Not at all. The complete neurophysiological account of you and your
brain is "you" -- that is all there is to it. What else does your "Yes,
doctor" thought experiment prove? There is nothing else to account for
-- nothing mysterious at all. "To ask for that explanation to also
somehow encompass the experience itself is both incoherent, and an
illegitimate use of the word 'explanation'."
See my answer to Clark. The relation first person consciousness with
third person relations is akin to the simpler case of the relation
between equation and surfaces, and then theories and models, and then
machines and private minds.
Then computer science explains this completely up to the matter
appearance or the sigma_1 measure problem.
To ask for that explanation to also somehow encompass the experience
itself is both incoherent, and an illegitimate use of the word
'explanation'."
Of course. Everybody agree here, but that is not what is done by the
philosopher of mind. We still want an explanation for the experience,
and computer science/mathematical logic provides it (at least a solid
embryo). The point is that it should be precise enough to get physics,
which it does, at the propositional level at least.
You have missed the point. You are still asking for an "explanation"
when there is nothing remaining to be explained -- incoherent, as
Pigliucci says.
He goes on to explain that this does not involve the elimination of
the very concept of consciousness or of the self.

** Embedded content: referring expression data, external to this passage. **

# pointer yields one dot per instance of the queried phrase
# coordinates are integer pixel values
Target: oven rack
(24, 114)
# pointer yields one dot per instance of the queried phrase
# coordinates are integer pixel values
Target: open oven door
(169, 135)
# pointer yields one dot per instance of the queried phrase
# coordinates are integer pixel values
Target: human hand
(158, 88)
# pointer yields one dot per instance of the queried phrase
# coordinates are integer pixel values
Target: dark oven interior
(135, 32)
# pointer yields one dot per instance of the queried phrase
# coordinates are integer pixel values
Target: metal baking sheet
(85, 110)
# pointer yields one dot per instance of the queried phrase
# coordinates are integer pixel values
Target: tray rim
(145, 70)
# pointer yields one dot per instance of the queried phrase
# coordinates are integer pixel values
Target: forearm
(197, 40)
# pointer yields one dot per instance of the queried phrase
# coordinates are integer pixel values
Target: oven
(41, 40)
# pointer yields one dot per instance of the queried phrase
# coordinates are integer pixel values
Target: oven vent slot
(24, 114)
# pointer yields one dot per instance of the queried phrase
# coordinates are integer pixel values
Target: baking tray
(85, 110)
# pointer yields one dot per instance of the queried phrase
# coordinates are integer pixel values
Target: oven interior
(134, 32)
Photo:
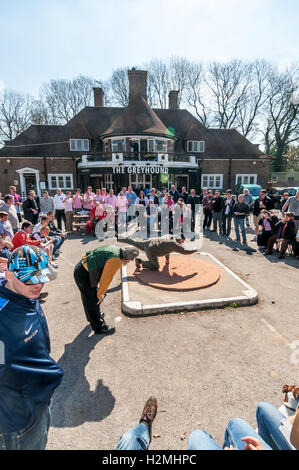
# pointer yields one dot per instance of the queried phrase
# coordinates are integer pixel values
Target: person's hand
(100, 300)
(251, 443)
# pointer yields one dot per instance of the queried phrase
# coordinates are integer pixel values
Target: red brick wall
(8, 172)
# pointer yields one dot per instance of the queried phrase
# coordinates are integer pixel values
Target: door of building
(180, 181)
(30, 182)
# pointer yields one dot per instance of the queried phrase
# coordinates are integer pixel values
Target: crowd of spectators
(31, 220)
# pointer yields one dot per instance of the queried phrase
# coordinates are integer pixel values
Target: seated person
(46, 241)
(4, 256)
(55, 232)
(286, 233)
(43, 222)
(5, 225)
(268, 222)
(96, 213)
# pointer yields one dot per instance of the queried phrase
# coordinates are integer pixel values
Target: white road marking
(271, 328)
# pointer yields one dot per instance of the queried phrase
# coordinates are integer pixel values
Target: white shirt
(59, 201)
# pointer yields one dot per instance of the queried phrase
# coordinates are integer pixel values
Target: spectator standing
(111, 199)
(77, 201)
(293, 206)
(29, 376)
(59, 201)
(153, 197)
(286, 233)
(17, 201)
(174, 193)
(5, 226)
(193, 202)
(217, 209)
(207, 208)
(184, 195)
(47, 203)
(23, 236)
(203, 194)
(268, 223)
(227, 213)
(88, 199)
(10, 208)
(240, 210)
(68, 202)
(249, 201)
(263, 202)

Which are two different notion, and the self is many (the 1-self, the
3-self, the 1p-plural, etc.).
The problem with this conclusion by people like Churchland and
Dennett is that they are taking reductionism too far -- although
everything is ultimately made of quarks, and the like, obeying the
laws of physics, that does not mean that higher orders of explanation
are illegitimate or eliminable (the old mistake of positivism!).
Good, but then it became dualist. You need matter and arithmetic, + a
magic link.
Rubbish. No further explanation needed or possible ==> no dualism. You
are the dualist because you invoke the arithmetical realm as well as the
material realm to explain supervenience of consciousness on the physical
brain. To avoid dualism you have to abandon the arithmetical realm.

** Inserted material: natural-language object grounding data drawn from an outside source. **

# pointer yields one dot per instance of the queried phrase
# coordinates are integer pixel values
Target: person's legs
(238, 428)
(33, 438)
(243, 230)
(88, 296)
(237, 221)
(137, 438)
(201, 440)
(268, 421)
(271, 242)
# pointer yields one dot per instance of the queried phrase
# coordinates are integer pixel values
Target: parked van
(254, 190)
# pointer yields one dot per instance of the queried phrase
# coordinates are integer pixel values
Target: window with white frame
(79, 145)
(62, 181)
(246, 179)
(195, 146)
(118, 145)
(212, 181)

Concepts such as evolution, consciousness, qualia and so on, have a
definite role, but they are not somehow magical -- to attempt to
'explain' these things in reductionist terms is ultimately, as
Massimo says, a category mistake. ("Where consciousness is concerned,
the existence of the appearance is the reality".)
OK with this, and very well exemplified by computer science and
mathematical logic. But the material ontology just do not work, as it
is an invocation of something never seen to stop pursuing the
explanations. I understand it you want study the sky, but don't invoke
the sky to claim the mind-body problem has been solved.
I don't, I merely invoke the physical workings of the brain. There is
nothing more to it. Material ontology works just fine.